De la sección “retratos hablados”, texto y fotos por Priscilla Mora

Siempre que regrese a León, tendré un amigo esperando.

Felix, lo conocí niño, imagino que en 5 años que han pasado su cuerpo debe ser ya de un hombre, pero su corazón debe delatar aún su espíritu de niño.

En el parque de León, Nicaragua, los niños son como piezas de ajedrez que saltan de una casilla a otra. Son muchos los que allí gritan, ríen, piden, limpian zapatos y buscan ver que aprenden de todos esos extranjeros raros y medio hippies que también son piezas de este tablero que les cuento.

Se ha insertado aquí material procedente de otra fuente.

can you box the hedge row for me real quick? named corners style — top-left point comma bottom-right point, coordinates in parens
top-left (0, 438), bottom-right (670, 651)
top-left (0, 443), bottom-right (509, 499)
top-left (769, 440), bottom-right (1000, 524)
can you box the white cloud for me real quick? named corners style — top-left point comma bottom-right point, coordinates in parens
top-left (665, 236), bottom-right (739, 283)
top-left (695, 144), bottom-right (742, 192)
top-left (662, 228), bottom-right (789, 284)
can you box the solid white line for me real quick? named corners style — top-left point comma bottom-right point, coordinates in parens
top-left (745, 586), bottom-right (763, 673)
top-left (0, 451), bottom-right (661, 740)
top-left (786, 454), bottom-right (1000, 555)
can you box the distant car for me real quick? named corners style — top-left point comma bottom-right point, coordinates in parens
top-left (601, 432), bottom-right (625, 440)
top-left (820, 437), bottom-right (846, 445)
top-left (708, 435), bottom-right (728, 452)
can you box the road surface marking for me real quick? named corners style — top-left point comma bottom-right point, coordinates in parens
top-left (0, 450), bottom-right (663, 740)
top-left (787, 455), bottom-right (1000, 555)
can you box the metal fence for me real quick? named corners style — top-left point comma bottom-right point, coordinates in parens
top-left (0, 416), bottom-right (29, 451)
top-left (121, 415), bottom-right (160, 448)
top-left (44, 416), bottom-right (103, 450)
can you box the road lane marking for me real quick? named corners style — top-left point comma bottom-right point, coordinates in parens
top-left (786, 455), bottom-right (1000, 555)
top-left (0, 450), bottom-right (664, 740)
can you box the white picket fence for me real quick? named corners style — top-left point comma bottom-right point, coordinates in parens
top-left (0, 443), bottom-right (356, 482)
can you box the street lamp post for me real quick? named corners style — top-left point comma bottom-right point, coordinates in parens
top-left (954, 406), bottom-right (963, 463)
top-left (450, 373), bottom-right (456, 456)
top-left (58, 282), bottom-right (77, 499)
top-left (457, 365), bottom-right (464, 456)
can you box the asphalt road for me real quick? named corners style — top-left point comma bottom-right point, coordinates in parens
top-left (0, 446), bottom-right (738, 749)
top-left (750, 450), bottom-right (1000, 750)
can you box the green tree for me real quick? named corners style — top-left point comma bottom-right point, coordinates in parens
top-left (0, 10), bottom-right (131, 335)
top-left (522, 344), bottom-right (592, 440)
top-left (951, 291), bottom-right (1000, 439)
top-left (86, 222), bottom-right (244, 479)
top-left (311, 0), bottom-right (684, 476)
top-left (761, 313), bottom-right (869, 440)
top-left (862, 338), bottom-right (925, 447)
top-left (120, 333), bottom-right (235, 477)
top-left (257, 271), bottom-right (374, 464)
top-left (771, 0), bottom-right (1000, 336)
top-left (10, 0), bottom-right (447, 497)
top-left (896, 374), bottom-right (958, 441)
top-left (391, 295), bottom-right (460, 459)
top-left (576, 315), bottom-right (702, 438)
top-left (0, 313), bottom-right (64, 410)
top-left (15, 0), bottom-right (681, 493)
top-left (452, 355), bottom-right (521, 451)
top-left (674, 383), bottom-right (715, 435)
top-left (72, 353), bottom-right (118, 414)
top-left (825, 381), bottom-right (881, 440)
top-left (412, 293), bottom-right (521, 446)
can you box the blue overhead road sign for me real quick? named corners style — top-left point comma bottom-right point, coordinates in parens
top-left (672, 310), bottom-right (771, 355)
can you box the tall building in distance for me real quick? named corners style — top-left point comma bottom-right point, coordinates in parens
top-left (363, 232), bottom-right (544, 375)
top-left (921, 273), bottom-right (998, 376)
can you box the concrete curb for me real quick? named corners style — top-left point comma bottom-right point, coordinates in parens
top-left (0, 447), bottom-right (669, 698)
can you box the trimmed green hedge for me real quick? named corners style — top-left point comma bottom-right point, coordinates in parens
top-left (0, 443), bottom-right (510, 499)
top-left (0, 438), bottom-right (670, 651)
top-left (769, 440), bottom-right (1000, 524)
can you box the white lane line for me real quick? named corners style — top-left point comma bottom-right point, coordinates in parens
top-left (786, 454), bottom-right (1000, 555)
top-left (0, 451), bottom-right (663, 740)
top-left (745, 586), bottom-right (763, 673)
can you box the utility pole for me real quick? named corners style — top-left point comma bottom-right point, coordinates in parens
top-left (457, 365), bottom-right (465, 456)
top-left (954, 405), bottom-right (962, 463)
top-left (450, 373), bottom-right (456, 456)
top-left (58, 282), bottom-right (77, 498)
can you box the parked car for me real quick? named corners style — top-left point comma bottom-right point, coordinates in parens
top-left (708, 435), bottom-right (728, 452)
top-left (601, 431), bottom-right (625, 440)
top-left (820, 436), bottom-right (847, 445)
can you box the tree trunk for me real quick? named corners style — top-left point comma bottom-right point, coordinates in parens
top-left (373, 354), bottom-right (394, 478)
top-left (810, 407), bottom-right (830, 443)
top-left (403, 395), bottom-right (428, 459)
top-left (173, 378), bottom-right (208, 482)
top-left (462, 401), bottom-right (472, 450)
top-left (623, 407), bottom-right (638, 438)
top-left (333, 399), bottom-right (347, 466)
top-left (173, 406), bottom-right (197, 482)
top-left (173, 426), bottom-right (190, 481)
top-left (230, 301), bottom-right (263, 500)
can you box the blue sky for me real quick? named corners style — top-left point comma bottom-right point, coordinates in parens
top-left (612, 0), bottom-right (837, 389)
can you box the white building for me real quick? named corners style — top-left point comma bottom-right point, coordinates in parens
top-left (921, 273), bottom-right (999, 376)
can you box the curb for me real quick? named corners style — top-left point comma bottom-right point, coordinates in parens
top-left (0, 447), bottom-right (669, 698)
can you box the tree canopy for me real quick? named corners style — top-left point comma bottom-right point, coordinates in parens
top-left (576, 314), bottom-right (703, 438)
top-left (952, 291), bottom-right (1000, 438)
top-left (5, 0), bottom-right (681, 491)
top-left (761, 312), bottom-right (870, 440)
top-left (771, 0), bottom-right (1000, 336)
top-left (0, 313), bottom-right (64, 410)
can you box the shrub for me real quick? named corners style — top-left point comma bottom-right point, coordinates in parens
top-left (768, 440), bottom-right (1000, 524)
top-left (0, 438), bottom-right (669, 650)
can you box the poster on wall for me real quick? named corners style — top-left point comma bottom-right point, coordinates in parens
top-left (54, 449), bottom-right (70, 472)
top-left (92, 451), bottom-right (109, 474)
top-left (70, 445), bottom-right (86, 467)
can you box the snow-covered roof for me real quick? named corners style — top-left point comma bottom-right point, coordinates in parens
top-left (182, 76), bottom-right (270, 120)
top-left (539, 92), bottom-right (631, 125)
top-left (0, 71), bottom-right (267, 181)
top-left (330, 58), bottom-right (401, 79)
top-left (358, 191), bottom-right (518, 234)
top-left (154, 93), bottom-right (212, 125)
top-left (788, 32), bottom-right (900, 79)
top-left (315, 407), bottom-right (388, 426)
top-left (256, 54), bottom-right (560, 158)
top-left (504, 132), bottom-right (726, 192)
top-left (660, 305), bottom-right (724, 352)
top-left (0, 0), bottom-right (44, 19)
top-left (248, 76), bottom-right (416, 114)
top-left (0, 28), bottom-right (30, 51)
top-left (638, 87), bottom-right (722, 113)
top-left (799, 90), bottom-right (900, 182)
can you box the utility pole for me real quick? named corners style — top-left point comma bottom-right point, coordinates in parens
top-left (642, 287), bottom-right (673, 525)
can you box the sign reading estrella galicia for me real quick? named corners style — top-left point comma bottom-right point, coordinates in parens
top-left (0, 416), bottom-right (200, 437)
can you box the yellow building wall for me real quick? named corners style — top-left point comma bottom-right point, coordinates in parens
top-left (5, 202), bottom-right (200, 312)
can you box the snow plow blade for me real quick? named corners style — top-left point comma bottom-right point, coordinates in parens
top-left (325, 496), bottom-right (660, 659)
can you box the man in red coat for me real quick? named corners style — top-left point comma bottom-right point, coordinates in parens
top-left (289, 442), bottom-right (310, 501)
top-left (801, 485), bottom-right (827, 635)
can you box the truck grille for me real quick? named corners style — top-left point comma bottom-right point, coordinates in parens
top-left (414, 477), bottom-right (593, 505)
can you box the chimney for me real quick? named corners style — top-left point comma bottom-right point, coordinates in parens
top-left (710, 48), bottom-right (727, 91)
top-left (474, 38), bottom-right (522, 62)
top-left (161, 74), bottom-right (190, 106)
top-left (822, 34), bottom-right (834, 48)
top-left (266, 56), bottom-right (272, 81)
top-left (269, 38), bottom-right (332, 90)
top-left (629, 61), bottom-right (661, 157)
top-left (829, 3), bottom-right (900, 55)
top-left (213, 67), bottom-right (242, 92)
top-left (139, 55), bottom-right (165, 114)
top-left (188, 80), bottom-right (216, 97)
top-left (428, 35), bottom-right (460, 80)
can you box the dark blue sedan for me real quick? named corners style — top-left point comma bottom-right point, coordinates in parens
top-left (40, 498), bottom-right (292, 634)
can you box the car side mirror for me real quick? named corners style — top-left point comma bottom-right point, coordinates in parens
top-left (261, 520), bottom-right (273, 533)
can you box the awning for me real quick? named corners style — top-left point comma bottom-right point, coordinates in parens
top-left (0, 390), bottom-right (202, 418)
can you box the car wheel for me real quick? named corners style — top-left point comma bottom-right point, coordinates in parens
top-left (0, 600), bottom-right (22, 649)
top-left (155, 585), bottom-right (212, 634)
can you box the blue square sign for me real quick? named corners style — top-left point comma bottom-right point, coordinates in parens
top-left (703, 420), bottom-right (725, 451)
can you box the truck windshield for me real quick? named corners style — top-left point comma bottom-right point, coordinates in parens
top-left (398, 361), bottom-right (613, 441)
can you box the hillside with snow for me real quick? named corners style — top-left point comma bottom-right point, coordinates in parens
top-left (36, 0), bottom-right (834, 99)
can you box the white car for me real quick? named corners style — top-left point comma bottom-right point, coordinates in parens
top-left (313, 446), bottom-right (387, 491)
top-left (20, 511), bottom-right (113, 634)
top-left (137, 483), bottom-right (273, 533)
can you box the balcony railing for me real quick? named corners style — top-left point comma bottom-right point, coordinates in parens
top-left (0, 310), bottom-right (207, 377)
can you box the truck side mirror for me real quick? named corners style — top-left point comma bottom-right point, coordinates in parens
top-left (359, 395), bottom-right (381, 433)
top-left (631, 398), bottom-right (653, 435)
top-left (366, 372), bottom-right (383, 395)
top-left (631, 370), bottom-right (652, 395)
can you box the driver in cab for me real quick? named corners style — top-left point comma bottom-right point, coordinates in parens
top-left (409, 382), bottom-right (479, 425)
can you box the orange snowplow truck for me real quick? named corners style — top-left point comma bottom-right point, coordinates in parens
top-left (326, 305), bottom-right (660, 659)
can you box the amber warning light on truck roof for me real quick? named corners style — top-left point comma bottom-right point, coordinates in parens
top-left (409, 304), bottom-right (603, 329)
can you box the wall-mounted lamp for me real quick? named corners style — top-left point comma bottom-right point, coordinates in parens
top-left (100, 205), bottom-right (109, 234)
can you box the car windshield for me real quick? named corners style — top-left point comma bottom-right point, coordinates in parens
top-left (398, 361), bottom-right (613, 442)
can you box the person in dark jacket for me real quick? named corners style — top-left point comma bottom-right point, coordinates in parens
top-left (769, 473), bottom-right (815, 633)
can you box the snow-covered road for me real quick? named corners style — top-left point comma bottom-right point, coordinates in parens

Felix, el guía turístico no autorizado, hace que uno se encariñe rápidamente, uno piensa que con Nicaragua, pero en realidad creo que es mas con él.

Todos los días asiste a su oficina, el Parque. La mayoría de los niños vive del “uan dolar” que piden, del almuerzo que los invitan, el paseo a la playa que se los llevan extranjeros adultos, de la tarde que se desaparecen con estos elementos foráneos, dígamos que serían como los reyes despiadados de este ajedrez.

Felix prefiere no contarme que hace con los señores que se lo llevan a San Juan del Sur una semana. Pero si me cuenta lo lindo que es el mar.